I had a lot more fun with this than I expected. I wrote this using opencv, but that's just to load and show the image. Everything else is done with numpy so swapping this to PIL shouldn't be too difficult.
I'm using a brute-force matcher. I also wrote a random-start hillclimber that runs in much less time, but I can't guarantee it'll find the correct answer since the gradient space isn't smooth. I won't include it in my code since it's long and janky, but if you really need the time efficiency I can add it back in later.
I added a random crop and some salt and pepper noise to the images to test for robustness.
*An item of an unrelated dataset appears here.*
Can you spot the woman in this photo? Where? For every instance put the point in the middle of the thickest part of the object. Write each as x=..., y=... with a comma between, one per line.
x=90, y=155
The brute-force matcher operates on the idea that we don't know which section of the two images overlap, so we need to convolve the smaller image over the larger image from left to right, top to bottom. This means our search space is:
horizontal = small_width + big_width
vertical = small_height + big_height
area = horizontal * vertical
This will grow very quickly with image size. I motivate the algorithm by giving it points for having a larger overlap, but it loses more points for having differences in color for the overlapped area.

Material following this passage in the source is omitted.